There’s a saying I love:
A finger pointing at the moon
is not the moon.
I would add, if you meet a finger
who thinks she’s the moon,
walk the other way.
And don’t expect
from the finger what you imagine
about the moon.
The finger spent a long time searching
before she looked up.
She’s marked by time and illness.
She lost interest in her cuticles
But if you meet a finger
pointing at the moon
be glad. Curl into her rough palm
and follow her gaze. Like her,
you are not the moon,
but moonlight brought you to her
and moonlight has blessed you both.
I wrote this poem in a moment of deep feeling and I want to share it here with some thoughts. The poem is a response to a comment made by a yoga teacher on a yoga teacher Facebook group page. The thread was discussing Yoga Alliance, a yoga teacher registering body, and whether or not the minimum 200-hour training is sufficient to equip people to teach. A generous paraphrase of her comment is that she knows of yoga teachers who medicate for mental health issues while teaching yoga practices meant to relieve these same issues. The implication of her comment was that yoga teachers should be using yoga to address their mental health challenges and not relying on medication, and that reliance on medication is evidence that they have not sufficiently mastered yoga and therefore shouldn’t be teaching.

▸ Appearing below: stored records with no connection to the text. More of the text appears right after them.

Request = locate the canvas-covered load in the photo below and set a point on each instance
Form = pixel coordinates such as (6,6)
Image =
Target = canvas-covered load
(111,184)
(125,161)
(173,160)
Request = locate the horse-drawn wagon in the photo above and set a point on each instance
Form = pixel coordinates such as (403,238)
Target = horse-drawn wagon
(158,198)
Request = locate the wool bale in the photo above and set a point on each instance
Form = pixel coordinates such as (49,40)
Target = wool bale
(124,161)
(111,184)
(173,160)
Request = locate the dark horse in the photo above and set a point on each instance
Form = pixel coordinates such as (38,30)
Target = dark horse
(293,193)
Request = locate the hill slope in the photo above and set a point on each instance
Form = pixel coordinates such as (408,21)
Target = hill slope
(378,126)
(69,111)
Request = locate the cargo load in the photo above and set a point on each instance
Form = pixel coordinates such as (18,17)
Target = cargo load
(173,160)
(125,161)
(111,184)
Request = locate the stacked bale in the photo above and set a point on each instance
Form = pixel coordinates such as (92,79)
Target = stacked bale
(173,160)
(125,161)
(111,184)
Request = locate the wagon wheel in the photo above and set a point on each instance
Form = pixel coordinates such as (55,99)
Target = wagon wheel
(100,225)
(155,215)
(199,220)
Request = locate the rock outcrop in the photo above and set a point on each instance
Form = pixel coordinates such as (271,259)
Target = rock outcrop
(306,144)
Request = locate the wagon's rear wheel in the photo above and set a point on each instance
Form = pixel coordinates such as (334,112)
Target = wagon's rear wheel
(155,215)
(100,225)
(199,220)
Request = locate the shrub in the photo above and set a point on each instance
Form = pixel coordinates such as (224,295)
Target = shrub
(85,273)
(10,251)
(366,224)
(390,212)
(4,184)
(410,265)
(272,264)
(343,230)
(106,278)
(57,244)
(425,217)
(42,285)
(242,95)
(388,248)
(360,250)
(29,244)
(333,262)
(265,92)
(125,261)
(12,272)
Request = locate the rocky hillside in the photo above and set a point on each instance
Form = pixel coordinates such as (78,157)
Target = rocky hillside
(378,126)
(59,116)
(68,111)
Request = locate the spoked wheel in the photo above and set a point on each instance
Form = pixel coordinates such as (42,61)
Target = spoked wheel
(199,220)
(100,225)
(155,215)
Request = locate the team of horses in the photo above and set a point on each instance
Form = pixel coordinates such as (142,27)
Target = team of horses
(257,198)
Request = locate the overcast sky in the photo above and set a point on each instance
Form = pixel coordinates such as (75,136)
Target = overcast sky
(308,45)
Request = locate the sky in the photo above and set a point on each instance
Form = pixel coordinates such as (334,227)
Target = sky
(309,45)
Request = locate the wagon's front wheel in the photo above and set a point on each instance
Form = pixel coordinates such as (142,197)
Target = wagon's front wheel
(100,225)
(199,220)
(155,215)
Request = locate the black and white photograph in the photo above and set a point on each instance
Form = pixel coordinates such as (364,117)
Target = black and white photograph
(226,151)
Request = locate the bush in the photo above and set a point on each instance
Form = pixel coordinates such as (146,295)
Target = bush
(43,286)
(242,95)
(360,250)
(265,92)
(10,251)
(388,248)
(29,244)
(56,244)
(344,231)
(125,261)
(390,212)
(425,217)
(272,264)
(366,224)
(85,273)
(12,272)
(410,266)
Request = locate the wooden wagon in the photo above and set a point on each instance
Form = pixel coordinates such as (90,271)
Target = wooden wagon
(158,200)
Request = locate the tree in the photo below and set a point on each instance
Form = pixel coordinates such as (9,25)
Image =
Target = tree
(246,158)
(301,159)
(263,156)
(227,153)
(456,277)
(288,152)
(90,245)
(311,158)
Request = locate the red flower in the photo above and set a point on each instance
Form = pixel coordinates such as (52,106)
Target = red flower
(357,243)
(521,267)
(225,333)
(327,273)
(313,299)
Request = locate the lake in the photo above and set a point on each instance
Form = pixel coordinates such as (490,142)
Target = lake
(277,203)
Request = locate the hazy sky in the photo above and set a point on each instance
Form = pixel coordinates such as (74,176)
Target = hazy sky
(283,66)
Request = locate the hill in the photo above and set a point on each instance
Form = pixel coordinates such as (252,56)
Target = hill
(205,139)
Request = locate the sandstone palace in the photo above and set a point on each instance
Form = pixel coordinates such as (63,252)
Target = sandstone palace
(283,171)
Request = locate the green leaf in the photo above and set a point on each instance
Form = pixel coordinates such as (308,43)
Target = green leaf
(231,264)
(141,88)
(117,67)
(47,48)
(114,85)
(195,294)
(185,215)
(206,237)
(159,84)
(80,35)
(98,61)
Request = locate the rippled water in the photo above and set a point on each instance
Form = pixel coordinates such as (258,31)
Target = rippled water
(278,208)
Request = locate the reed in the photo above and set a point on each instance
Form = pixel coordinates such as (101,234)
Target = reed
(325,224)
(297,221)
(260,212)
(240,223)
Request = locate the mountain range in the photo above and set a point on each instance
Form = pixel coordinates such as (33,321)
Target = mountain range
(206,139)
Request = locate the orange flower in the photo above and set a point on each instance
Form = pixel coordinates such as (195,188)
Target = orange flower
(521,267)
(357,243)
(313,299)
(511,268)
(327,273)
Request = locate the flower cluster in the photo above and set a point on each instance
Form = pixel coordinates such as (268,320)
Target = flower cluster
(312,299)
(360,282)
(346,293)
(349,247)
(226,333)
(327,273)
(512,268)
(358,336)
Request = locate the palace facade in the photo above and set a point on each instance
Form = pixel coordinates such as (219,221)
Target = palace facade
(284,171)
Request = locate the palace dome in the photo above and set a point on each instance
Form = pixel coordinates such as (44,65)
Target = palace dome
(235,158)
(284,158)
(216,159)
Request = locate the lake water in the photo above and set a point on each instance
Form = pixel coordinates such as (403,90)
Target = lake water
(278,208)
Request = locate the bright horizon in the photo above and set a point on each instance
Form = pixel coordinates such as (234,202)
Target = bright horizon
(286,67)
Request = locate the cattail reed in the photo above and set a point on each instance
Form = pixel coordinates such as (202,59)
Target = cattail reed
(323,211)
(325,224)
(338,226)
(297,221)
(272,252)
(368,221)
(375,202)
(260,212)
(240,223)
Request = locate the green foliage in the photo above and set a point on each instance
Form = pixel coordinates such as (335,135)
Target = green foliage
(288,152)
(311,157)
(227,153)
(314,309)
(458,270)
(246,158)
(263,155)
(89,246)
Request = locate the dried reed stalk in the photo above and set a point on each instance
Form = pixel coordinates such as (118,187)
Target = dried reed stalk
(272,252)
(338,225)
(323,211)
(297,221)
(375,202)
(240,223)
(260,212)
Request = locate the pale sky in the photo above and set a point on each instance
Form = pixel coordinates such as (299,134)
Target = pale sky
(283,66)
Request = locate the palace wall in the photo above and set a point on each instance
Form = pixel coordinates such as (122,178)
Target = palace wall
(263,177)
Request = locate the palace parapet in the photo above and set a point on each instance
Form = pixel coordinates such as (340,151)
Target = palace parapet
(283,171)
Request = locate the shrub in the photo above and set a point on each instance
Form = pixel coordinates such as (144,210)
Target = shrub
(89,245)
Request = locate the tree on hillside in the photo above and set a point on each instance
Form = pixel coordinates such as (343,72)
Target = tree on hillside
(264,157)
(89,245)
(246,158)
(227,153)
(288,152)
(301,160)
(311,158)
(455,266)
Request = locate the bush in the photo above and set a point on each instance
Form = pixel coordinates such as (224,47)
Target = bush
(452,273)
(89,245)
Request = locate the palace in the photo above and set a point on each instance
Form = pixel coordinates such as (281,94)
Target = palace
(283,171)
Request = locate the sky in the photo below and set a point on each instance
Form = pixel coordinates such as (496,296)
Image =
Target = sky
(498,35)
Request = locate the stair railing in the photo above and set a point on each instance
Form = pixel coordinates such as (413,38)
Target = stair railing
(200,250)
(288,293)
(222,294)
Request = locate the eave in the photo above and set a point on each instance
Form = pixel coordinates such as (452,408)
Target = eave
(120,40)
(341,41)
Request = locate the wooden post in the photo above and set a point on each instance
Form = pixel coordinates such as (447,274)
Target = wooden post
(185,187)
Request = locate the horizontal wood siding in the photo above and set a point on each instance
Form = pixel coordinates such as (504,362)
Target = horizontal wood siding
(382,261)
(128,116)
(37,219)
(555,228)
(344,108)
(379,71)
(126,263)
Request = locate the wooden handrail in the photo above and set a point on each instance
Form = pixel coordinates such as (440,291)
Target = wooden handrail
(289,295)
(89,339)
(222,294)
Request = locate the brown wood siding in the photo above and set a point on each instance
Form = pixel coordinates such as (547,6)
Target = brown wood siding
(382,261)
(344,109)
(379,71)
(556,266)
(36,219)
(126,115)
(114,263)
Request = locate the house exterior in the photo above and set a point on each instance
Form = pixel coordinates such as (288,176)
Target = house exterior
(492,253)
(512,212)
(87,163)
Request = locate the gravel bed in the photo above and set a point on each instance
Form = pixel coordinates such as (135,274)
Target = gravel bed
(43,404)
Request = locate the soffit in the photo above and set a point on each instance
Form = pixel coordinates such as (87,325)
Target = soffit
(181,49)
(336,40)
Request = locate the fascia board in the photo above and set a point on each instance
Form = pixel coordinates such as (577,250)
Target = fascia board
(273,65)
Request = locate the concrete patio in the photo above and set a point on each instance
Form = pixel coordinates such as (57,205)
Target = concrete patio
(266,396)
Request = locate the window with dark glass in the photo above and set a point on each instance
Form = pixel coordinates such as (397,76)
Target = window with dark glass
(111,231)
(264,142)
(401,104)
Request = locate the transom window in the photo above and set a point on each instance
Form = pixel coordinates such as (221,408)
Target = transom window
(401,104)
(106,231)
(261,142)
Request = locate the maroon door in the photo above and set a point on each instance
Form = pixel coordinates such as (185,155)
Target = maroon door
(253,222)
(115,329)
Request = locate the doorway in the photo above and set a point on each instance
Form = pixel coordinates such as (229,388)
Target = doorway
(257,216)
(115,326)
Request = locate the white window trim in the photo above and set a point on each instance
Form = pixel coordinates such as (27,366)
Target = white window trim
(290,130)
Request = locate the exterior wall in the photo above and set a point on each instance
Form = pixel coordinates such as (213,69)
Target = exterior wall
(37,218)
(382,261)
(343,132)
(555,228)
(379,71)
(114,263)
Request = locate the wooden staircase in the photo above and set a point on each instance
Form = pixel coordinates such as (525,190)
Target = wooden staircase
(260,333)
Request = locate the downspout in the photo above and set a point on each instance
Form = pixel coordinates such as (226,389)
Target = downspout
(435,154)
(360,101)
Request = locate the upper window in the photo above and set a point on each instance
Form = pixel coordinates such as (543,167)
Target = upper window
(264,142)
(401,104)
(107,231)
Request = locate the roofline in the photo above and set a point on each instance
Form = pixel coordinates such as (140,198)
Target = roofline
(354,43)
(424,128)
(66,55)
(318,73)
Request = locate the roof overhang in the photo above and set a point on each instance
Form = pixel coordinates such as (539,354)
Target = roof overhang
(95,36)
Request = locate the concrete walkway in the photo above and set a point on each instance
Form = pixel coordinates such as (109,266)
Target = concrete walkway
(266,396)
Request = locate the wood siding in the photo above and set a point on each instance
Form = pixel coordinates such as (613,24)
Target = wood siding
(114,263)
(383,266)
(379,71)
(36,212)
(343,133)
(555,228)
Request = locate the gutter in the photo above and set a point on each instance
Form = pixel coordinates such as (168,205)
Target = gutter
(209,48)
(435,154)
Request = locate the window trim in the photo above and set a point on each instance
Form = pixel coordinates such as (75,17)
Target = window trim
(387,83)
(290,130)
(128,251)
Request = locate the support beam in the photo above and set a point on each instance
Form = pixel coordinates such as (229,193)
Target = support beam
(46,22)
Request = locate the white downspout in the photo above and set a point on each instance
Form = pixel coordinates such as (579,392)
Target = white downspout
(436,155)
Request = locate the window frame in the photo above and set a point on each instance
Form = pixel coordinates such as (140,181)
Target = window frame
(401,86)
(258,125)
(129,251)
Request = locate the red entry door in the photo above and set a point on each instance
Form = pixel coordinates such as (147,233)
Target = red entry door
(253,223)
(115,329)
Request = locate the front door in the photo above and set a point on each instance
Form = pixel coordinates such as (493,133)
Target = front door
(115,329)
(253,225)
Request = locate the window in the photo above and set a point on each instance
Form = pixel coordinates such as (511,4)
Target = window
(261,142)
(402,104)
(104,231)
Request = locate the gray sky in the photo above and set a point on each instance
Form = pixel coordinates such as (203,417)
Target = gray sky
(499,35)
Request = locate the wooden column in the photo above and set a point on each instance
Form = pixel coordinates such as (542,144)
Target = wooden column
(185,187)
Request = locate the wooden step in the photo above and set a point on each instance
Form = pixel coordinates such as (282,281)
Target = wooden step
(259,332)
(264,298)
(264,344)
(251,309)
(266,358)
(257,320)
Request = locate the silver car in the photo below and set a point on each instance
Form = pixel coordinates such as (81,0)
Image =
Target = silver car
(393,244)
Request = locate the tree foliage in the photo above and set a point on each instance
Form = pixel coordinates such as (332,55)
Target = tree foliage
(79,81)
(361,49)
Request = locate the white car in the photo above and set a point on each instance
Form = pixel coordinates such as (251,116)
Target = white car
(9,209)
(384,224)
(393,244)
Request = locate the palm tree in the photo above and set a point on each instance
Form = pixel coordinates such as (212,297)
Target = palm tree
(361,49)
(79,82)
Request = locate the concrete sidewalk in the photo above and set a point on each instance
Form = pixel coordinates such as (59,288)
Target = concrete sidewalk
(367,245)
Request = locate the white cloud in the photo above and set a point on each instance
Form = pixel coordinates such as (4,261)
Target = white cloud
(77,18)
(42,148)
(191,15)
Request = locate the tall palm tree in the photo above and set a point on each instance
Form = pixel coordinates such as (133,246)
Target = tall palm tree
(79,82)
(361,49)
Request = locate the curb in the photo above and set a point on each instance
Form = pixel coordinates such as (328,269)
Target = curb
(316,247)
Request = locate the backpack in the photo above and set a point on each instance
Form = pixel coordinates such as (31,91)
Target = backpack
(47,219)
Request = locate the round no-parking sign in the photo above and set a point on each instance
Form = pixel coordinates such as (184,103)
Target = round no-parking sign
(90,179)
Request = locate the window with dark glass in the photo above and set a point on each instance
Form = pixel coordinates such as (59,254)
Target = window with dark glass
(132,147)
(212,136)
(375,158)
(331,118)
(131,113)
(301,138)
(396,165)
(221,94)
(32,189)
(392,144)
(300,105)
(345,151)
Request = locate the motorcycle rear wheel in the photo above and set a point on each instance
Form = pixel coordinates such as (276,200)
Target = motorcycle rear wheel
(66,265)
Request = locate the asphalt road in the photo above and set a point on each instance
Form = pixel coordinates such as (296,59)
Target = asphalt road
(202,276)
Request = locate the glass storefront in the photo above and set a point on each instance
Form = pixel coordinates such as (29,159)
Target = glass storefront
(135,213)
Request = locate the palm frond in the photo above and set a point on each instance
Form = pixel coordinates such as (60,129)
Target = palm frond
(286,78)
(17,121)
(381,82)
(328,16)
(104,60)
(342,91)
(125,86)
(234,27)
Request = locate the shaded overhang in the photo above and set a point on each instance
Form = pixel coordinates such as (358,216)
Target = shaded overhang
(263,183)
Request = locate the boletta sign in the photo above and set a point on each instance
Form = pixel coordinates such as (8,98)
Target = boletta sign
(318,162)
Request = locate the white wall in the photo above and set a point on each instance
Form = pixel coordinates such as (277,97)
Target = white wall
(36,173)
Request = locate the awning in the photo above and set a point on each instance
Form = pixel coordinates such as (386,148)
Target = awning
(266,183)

Reading this comment brought up a lot of feeling for me. I spent some time drafting a response within the thread, summoning my imperfect mastery of ahimsa (non-violence) and satya (speaking my truth) to guide me. By morning, she had deleted her comment and my response with it.
I’m a yoga teacher who relies on medication for mental health issues and I’ve written about this in the past. I’m not ashamed or afraid to speak openly about living with anxiety and depression, and I know that others have found a lot of comfort in it when I do. The fact that she chose to single out those who medicate for mental health issues rather than those who medicate for other reasons (yoga has practices for pretty much everything that ails you) underscores the deep stigma felt by people living with mental health challenges.
If she were unique in holding this attitude, it wouldn’t warrant a blog post and I would have dismissed it on the spot. But this attitude is all too prevalent within spiritual communities. The tragic death of prominent yoga and Buddhism teacher Michael Stone in 2017 brought to light his struggles with bipolar disorder and his reluctance to share these struggles with his community for this very reason.
So, to borrow from poetry and put into prose: I am not the moon. I am not the teachings of yoga. I am only an imperfect finger, marked by time and illness, here to say “look up!”. Do not expect from me what you imagine about the moon. Do not expect a perfect embodiment of all that yoga is and can offer. If you require perfect mastery from your teacher, move along, I’m not your teacher. But if you’re tired from searching and something between us resonates, curl into my rough palm and we’ll gaze at the moon together.